Ils y avaient décrypté une société française aveugle à ses diversités, emprunte de déterminismes sociaux, échouant à sa promesse républicaine. Un rapport ambitieux, qui non seulement, dressait l’état de l’inégalité des chances visant les minorités et les quartiers relégués, mais plaidait aussi pour l’édification d’une « France pluraliste ».

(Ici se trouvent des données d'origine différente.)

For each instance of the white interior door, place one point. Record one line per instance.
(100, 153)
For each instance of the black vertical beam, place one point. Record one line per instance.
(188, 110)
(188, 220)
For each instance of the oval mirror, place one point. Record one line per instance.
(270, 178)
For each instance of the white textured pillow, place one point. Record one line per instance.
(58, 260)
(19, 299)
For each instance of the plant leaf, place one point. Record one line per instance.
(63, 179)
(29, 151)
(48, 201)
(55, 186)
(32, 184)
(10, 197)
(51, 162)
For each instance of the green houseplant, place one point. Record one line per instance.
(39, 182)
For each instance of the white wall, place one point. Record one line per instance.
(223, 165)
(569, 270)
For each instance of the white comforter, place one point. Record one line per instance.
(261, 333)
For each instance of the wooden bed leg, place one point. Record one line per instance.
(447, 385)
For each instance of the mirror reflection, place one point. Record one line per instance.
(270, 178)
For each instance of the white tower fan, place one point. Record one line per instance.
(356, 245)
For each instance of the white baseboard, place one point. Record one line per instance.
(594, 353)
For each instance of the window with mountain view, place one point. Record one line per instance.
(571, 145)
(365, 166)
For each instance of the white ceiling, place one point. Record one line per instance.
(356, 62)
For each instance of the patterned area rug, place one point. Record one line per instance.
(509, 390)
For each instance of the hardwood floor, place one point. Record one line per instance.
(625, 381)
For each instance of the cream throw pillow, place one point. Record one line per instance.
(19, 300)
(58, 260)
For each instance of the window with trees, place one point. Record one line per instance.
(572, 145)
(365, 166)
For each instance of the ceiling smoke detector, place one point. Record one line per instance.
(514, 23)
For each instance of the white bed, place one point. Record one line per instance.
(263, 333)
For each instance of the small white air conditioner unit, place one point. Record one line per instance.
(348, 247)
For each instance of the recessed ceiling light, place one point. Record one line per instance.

« Peu à peu, on a vu les entreprises se désintéresser du sujet et vers 2008, il est complètement sorti de la focale des décideurs ». Irriguant le milieu entrepreneurial, la préoccupation pour cette diversité se fige pourtant au lendemain des révoltes urbaines, capté par une rhétorique politicienne. « Quand j’arrive au cabinet d’Azouz Begag, je me dis, formidable ! on va pouvoir mettre en œuvre le fruit de deux ans de réflexion à l’Institut Montaigne, on va pouvoir passer à l’acte ! » se souvient cette chantre de l’affirmative action sur la question de l’emploi. C’est-à-dire, passer à une autre étape en termes de reconnaissance des minorités en France, une étape permettant de mesurer et de nommer les phénomènes de discriminations. A l’image du débat sur la parité, qui a pu avancer dans un cadre législatif, à travers, notamment la loi Copé-Zimmermann adoptée en 2011 instaurant un quota de 20 % de femmes dans les conseils d’administrations.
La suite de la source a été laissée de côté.